Australia’s herpetological fossil record

Herps (shorthand for reptiles and amphibians) are my main interest and primary research group. My ARC DECRA, started in January 2018, aims to identify community changes in the herpetological fossil record of Queensland in order to track evolutionary responses to environmental variation. Lizards and frogs are ideal for this approach since they 1) are present across multiple sites of varying ages and paleoclimates, 2) are taxonomically and morphologically diverse, and 3) already exhibit clear effects of global warming. They also responds differently to aridification – while many reptiles thrive in hot dry conditions, amphibians, being dependent on water for reproduction, tend to suffer.

Map of fossil sites to be sampled, containing lizard and frog material of different ages and paleoclimates 

My project uses a combination of independent, yet complementary approaches in vertebrate paleontology, animal systematics, and evolutionary biology to reconstruct these ancient events, including X-ray computed tomography (CT), geometric morphometrics, and computational modelling.

Thylacine biology and extinction

Many large meat-eating marsupials roamed Australia over the past millions of years, but the Tasmanian tiger, or thylacine, was the only one to survive into modern times. Together with Andrew Pask’s group at University of Melbourne, we are using cutting-edge techniques to reconstruct the life, growth and death of this recently extinct predator, including 3D digital imaging and ancient genome assembly. These methods provide new insights into the thylacine’s extraordinary position among mammals, such as its uncanny resemblance to wolves and dingos, its poor genetic health prior to the arrival of humans, and its relationship to other marsupials like the Tasmanian devil and numbat.

Thylacine pouch young specimens and CT skeletal models

Our previous work established the marsupial thylacine as a model of phenotypic convergence with eutherian canids, despite the two groups being separated since the early to middle Jurassic, some 160-180 million years ago. We later determined, by reconstructing skeletal development of the thylacine using detailed bone measurements from CT scans of all known pouch young specimens in the world, that thylacines also grew, and likely moved, similar to a large cursorial (running) predator. Currently we are trying to identify exactly when and where thylacines diverged from their conserved marsupial development to take on the proportions of a eutherian canid, particular in features of the skull.

Our results have been featured widely in both popular and scientific press, showing that the public’s interest in this unique marsupial is still very much alive.

Lacertid lizard diversification

My PhD focused on lacertid lizards, and in a lot of ways they are still my first love. The family Lacertidae contains over 300 species of small, mainly terrestrial lizards, ranging from the Arctic Circle to the Cape of Africa.

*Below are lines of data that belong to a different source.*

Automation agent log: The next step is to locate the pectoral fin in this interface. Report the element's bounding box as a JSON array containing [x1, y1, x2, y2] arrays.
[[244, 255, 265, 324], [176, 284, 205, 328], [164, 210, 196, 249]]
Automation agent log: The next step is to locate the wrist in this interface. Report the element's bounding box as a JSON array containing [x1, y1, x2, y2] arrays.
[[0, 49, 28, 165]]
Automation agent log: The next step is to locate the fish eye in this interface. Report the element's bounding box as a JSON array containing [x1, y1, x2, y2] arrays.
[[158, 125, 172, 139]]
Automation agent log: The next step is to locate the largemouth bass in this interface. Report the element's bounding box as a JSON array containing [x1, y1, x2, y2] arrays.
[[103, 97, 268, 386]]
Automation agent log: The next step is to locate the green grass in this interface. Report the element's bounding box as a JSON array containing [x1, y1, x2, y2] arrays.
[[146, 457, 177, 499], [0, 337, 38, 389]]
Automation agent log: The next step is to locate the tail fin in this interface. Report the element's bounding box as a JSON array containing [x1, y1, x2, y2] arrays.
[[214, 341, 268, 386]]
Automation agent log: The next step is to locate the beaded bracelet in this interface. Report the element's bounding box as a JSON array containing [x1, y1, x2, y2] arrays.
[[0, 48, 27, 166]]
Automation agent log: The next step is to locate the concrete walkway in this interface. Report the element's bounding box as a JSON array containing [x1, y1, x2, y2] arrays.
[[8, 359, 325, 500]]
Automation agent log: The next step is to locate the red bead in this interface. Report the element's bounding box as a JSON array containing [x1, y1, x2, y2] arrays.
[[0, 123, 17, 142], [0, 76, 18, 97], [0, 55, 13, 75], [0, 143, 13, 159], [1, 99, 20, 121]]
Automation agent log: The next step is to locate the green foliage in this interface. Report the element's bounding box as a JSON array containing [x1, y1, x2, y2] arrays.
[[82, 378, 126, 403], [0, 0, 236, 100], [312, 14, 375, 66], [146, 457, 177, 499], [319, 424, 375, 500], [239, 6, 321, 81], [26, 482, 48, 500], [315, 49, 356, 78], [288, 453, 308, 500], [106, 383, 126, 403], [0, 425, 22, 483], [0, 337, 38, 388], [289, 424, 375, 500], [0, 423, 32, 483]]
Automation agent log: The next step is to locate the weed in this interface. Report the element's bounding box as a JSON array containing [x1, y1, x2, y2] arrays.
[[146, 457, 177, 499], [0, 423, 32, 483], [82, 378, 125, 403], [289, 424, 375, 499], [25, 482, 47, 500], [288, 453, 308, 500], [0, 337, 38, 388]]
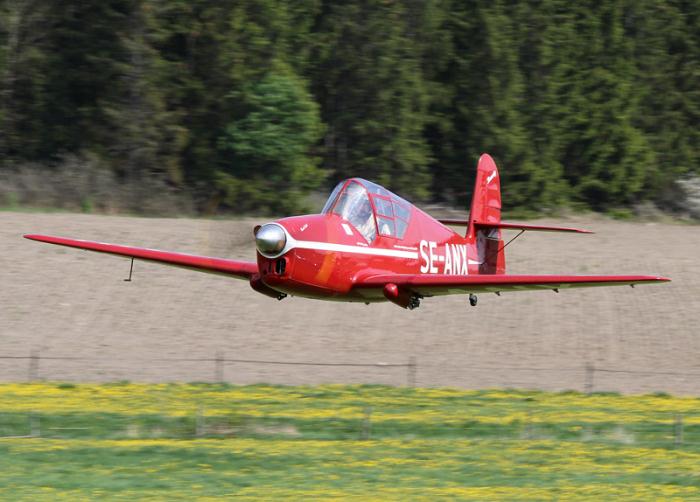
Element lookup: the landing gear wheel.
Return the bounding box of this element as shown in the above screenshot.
[408,295,421,310]
[469,294,478,307]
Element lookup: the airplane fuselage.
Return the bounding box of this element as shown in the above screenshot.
[257,211,494,303]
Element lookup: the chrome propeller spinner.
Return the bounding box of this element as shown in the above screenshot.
[255,224,286,257]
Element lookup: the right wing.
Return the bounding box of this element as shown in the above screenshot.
[356,273,670,297]
[24,234,258,280]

Although they may look unspectacular, lacertids are a fantastic system for evolutionary biology, since they are old, widespread, and inhabit dramatically diverse ecosystems throughout the Old World. Despite those features, they have failed to radiate into the multitude of forms as seen in equally widespread and ancient lizard groups like geckos or chameleons.

The sand lizard, Lacerta agilis. Photo: Wikipedia

Molecular work over the past decades has consistently recovered lacertids as the sister-group to Amphisbaenia, a bizarre clade of limbless, head-first burrowing lizards.

The Iberian worm lizard Blanus cinereus from Spain. Photo: Wikipedia

Together with Johannes Müller and others, we provided the first morphological evidence for a lacertid-amphisbaenian relationship in the form of the Eocene lizard Cryptolacerta hassiaca, which we published in Nature in 2011.

The nearly complete specimen of Cryptolacerta, from the Messel UNESCO Word Heritage site

Amphisbaenian origins and ecomorphology

With their worm-like bodies and powerful burrowing heads, amphisbaenians have long been a mystery to taxonomists and evolutionary biologists alike. Over the past century, they have been aligned with everything from snakes to various lizard clades, while their in-group relationship remain obscure. This is largely due to the vast amounts of homoplasies both within and between amphisbaenians and other limbless squamates, which tend to converge on similar head and body shapes under the pressures of a burrowing lifestyle.

My DFG-funded postdoc at the Museum für Naturkunde Berlin sought to tease apart these factors to identify the timing and sequence of events leading to fossorality and limb loss from a terrestrial limbed ancestor. The fossil record is critical to reconstructing this transformation, which we demonstrated using CT scans of the Eocene amphisbaenian Spathorhynchus fossorium from the Green River Formation, USA.

Sagittal cross-section of Spathorhynchus fossorium with matrix in yellow

By tracking anatomical changes across the amphisbaenian phylogeny, we confirmed several instances of parallel evolution and reversals of supposedly ‘unique’ traits associated with fossoriality, suggesting a far more complex character history than previously thought.

I am also interested in the development and morphology of living amphisbaenians, particular regarding constraints on phenotypic evolution (e.g., the West African Coast worm lizard Cynisca leucura, the Caribbean radiation) and geographic distributions (the Florida worm lizard and Rhineuridae).